TC: Wait, wait, wait a second! I'm hearing doctors, I heard a doctor on CNN yesterday saying you're selfish if you're worried about the risks to you, you get vaccinated for society! Barack Obama just said that exact same thing. That's not a precept of science, of medicine?

PM: Not in the middle of an active pandemic. Now, you could say, listen, we've eradicated smallpox, all the little kids, we vaccinate them because we haven't eradicated disease, so we're always protecting that person and we're protecting everybody else and not have smallpox come back; but when this is wide open, 45,000 cases a day, this isn't eradicated! The purpose of vaccination now, and I recommend it in my practice, is to protect people who, honestly, I think are going to die of covid. So it's got to be those vulnerable people: age over fifty, medical problems.... I've got a couple of patients that say 'Doc, should I take the vaccine? I'm worried!' I say, 'Listen, you wouldn't stand two hours with Covid, take the vaccine."  The vaccine is to protect the vulnerable; it's not to just sweep through the population in the middle of the pandemic, it's the wrong approach.

TC: So, if your kid has recovered from Covid, and is healthy, and has, I mean... —clearly there is concern about risk in vaccinating someone who has active antibodies from Covid. Should you allow it? should you fight like an animal to prevent it, should you go along with that, I mean—what do you do?

PM: The Covid patients who recovered, they have antibodies, they have T-cell protection and innate emission, they have robust protection... The antibodies are a pretty nice indication that you are protected, but these T-cell tests are terrific, that's practically next-generation sequencing, that is permanent protection, that's your microbiological evidence of permanent protection.
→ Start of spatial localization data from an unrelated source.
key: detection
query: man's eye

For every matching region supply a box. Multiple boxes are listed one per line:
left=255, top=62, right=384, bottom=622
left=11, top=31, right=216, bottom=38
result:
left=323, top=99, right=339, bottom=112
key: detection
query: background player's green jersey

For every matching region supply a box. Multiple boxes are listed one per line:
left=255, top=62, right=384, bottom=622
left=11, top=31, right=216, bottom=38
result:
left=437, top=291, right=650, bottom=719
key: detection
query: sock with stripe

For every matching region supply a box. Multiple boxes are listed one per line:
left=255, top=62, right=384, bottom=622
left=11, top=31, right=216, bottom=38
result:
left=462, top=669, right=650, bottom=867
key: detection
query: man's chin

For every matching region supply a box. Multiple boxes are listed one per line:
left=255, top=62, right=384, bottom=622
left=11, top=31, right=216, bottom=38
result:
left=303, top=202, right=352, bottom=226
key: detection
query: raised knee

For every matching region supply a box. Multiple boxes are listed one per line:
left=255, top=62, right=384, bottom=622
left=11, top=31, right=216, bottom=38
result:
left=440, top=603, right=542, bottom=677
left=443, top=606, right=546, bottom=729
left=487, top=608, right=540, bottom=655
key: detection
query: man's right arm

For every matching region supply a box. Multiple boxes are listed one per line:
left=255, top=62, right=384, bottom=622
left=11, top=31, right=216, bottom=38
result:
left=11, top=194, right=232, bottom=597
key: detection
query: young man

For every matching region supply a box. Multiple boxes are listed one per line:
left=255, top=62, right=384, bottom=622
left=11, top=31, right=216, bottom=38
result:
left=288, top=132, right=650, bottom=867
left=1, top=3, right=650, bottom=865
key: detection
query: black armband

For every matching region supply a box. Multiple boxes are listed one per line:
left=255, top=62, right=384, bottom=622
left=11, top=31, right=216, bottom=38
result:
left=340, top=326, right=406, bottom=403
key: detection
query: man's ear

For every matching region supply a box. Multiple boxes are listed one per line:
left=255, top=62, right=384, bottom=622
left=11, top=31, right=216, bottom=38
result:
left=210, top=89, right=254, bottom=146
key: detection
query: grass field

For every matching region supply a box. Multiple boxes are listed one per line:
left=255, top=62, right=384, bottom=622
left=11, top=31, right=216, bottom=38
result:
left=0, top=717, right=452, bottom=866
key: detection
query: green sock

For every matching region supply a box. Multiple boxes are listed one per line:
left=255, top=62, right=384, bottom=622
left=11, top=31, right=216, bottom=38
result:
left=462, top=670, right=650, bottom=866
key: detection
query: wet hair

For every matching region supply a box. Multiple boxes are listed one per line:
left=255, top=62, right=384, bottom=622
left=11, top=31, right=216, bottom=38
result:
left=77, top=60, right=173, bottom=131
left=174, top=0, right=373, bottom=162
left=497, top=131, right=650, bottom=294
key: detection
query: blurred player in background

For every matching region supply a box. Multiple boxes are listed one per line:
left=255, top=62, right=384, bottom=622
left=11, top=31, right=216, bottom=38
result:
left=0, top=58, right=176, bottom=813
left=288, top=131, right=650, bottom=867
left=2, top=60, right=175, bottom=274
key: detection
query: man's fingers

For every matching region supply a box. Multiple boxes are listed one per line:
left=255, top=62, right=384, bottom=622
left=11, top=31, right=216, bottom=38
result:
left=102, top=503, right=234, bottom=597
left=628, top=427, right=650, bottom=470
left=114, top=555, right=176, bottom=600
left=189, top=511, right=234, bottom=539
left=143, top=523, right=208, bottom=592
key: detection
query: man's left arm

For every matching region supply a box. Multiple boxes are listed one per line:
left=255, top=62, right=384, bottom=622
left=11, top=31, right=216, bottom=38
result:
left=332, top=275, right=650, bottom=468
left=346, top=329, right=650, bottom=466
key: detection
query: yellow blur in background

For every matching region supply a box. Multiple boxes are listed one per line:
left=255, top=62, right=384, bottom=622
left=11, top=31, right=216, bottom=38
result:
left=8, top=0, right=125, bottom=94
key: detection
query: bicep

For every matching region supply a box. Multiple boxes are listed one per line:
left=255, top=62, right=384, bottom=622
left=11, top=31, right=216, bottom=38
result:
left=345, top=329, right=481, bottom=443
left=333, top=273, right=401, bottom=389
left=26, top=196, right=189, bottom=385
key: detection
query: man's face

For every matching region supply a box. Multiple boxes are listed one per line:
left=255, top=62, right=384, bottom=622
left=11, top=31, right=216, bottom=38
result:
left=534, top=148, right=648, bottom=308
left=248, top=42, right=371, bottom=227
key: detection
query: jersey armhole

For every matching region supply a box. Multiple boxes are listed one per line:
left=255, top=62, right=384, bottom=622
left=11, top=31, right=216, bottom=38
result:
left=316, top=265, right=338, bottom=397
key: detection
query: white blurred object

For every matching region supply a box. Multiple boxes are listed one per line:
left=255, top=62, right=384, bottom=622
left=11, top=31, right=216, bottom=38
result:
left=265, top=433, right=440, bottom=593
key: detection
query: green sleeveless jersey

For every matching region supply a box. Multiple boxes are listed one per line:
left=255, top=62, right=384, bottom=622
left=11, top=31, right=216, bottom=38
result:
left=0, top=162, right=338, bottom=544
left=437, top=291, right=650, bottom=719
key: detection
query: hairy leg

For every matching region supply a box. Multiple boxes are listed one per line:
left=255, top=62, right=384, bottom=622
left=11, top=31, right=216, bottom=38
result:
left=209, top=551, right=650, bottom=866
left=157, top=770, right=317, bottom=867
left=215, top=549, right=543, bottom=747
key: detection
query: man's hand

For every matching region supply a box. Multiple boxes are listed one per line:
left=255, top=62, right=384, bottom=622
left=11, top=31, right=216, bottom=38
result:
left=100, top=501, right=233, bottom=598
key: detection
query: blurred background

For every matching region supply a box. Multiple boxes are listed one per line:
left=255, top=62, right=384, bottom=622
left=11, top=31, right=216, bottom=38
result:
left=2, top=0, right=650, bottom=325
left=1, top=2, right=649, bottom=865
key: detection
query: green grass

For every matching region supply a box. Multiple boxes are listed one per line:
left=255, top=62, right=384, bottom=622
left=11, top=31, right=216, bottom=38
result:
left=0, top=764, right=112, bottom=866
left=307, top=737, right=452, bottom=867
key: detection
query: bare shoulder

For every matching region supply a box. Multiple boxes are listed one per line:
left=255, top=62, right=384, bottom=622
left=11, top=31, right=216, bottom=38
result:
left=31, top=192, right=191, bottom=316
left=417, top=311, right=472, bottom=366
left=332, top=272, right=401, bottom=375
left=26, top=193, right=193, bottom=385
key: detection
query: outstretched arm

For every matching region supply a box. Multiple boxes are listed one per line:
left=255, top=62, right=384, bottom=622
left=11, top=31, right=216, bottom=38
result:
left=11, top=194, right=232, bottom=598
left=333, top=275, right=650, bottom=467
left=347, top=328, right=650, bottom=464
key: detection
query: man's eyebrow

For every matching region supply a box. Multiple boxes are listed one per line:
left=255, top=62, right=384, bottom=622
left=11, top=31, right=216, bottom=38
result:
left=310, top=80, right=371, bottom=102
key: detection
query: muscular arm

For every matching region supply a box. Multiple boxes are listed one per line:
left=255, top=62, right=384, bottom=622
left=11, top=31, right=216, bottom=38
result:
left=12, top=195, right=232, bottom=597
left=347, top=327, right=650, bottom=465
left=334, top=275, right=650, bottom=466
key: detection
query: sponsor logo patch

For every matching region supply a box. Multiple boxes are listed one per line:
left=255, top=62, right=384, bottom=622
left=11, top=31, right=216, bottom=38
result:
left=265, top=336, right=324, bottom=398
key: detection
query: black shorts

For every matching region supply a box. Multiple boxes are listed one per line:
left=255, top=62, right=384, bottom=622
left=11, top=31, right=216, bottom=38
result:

And so I think the clinical diagnosis...

TC: Can you get that test? Can a citizen get that test?

PM: Someone can go and mail order it,  and their medical judge approves it, so go to the lab and get it. No doctor needed; it's wonderful. I think what parents ought to know is that children who are Covid-recovered, their clinical diagnosis is good enough to confer immunity. I think the big question is suspected Covid-recovered—you don't know, you never got a test, or you are not sure.... then, get the antibodies or the T-cell test, or both, and show proof of immunity. I hope some rational thinking comes down on America to say, 'Listen, proof of having Covid or proof of being a survivor recovered would be good enough', Because otherwise, this is getting out of control. I said to these passports, people tell me their green passports,  I say why don't you give a gold passport to the Covid-recovered? They should get first class!  They can't give it. Remember the vaccines are not perfect...

TC: That's not under consideration. That's not even in the public conversation! I'm not sure our public health authorities have even mentioned that! Why?

PM: Our group think is amazing. I said at the SuperBowl, they sheepishly announced they would let in a hundred vaccinated health care workers into the stadium, and they were sitting miles apart... I said, why don't you fill the stadium with 80,000 Covid survivors, have them have hot dogs and beer, and cheer that America's back! Covid-recovered cannot give or receive the infection, we've got to get to that important conclusion!

TC: Even I understand that, and I've got a degree in Russian history from a third-degree college in Connecticut! So, every doctor must know that, right?

PM: There is an overwhelming cloud of fear and false narrative. There are studies out of Denmark where there was some ambient antibodies here, and people got Covid here [elsewhere!], you must be old to get reinfected, these little red herring cases.... I say, listen, look at your nursing homes! Is grandma going into ICU over and over again? No. Does it seem like everybody gets it one time? Yes. There's a lack of common sense. We just have to use our clinical common sense. The immunity is robust, complete and durable—let's move on.

TC: Man! Dr. Peter McCullough—one of the most upsetting conversations I have had in a long time. But much needed. Thank you very much. I really appreciate it. (To the audience:) Doctor Peter McCullough. Look him up!